On peut se sentir par moment étouffer par la densité de la narration. Profusions de personnages, de situations, enchaînements brutaux et courtes séquences imposent un faux rythme. Les micros récits fourmillent, se superposent, se télescopent et parviennent parfois à perdre le spectateur en route. Avec pour seule branche à laquelle se rattraper, la musique. C’est sur elle que l’on pourra se reposer et se laisser entraîner. Quand le groupe commence à jouer, tout le monde se tait et écoute. Dans le brouhaha des storylines, la musique s’élève comme une seule voix et chante la Nouvelle Orléans. L’instrument comme outil de travail, mais également comme transmission d’un savoir culturel, du passé pour mieux réhabiliter le présent. Revenir à la Nouvelle Orléans, c’est retrouver la passion de jouer, la forme pure de la musique. Celle qui se partage dans une liesse générale. Dans la rue ou un bar quelconque. Au récit choral, s’ajoute une lecture musicale. Ponctuation et enjeux se partagent les rôles dans le récit.
Cette multiplication de storylines happe le spectateur. Ressentir le quartier, vivre à son rythme, se confronter à son existence par l’immersion. Ainsi, on ressentira l’étranger comme un envahisseur, une intrusion. Du tourisme humanitaire, Simon dresse un portrait peu flatteur. Malgré les bonnes intentions de ces âmes, se dégage l’impression d’une aide factice un peu forcée. Quand la Nouvelle Orléans devient une carte postale déchirée dont on essaie de recoller les morceaux. Connaissance théorique issue des brochures publicitaires, l’étranger devient cette bête curieuse dont on se moque ou que l’on arnaque gentiment. La fierté du natif, défendant avec des œillères sa culture et ses racines. Si la Nouvelle Orléans reste ce lieu mythique et cosmopolite, elle n’en est pas moins hermétique. Caractère renforcé par le sentiment d’abandon qu’elle a pu subir face à l’absence de réponses des autorités nationales.
Si la musique sonne comme une unité, la construction de l’épisode, morcelée, développe un aspect plus individuel. Ici, chaque histoire fonctionne en vase clos. Très peu d’interaction entre les personnages, les storylines restent figées, comme fixées sur l’individu. Ressort un caractère un peu étouffé et étouffant. Accentué par un montage qui privilégie l’instant au développement, l’épisode peine, par moment, à mettre en valeur ce qu’elle raconte. Traitement monocorde, intensité dramatique linéaire, la forme de la chronique handicape la dramaturgie.
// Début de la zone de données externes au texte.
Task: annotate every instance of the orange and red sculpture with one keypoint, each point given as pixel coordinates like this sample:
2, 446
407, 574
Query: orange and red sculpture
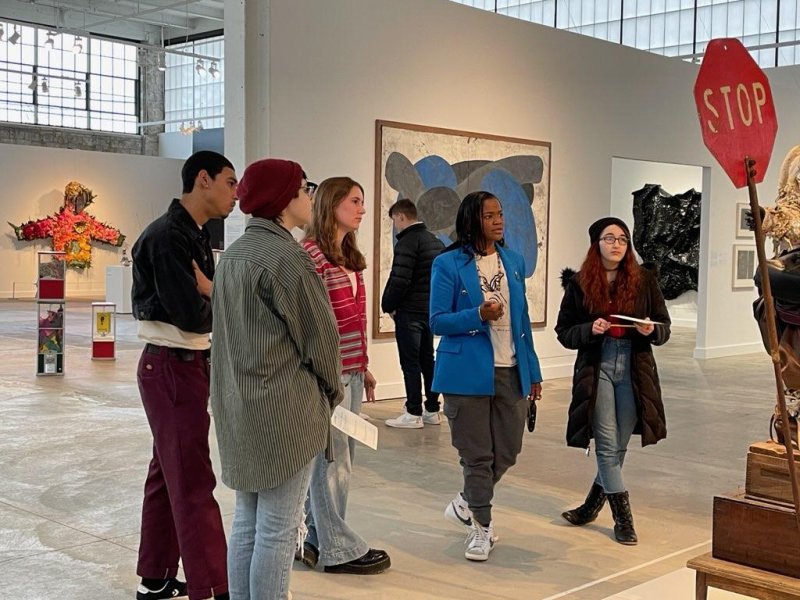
72, 229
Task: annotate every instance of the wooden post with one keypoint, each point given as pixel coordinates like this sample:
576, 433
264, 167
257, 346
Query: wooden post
772, 331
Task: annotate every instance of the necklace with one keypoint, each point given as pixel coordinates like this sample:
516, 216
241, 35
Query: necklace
492, 282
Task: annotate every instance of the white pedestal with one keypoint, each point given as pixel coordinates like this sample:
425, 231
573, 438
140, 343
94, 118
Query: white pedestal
118, 287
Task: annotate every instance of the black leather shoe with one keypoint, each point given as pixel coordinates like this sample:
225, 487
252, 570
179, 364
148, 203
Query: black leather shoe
372, 563
309, 556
L’empathie fonctionne sur une note globale, mais au sein du personnage, la flamme reste faible et vacille. A l’inverse du pilot qui se passait essentiellement dans la rue, ce second épisode ouvre la porte des maisons. Mais il s’agit moins de pénétrer l’intimité que d’ouvrir aux problèmes personnels. Avec pour récurrence, la difficulté de trouver/gagner de l’argent.
Plus que le serie premiere, l’épisode marque les enjeux des personnages. Entre quête individuelle et mouvement global. Politique, quand il s’agit de s’attaquer aux écoles et la réhabilitation des programmes culturo-communautaire au détriment des sections manuelles, ou encore retrouver un détenu dont l’enregistrement s’est perdu avec l’ouragan ; personnel quand il faut trouver un travail, un gig ou un emprunt. L’intelligence de Simon se trouve dans cette façon de choisir des problèmes courants et universels, et de les inclure dans un contexte extraordinaire. Que la Nouvelle Orléans n’est pas ce chantier impossible. Mais une ville où la construction passe par des décisions, des choix sensés et raisonnables. De montrer une nouvelle fois que l’espoir n’est pas perdu, mais que tout ne repose pas entre les mains de ses habitants. Enfin, que tout le monde ne marche pas au même rythme. Il y a ceux qui se lèvent pour reconstruire la ville et les autres qui doivent avant tout lutter pour leur propre survie. Entre les deux, on retrouve quelques rêveurs, menant une vie de pseudo-bohême.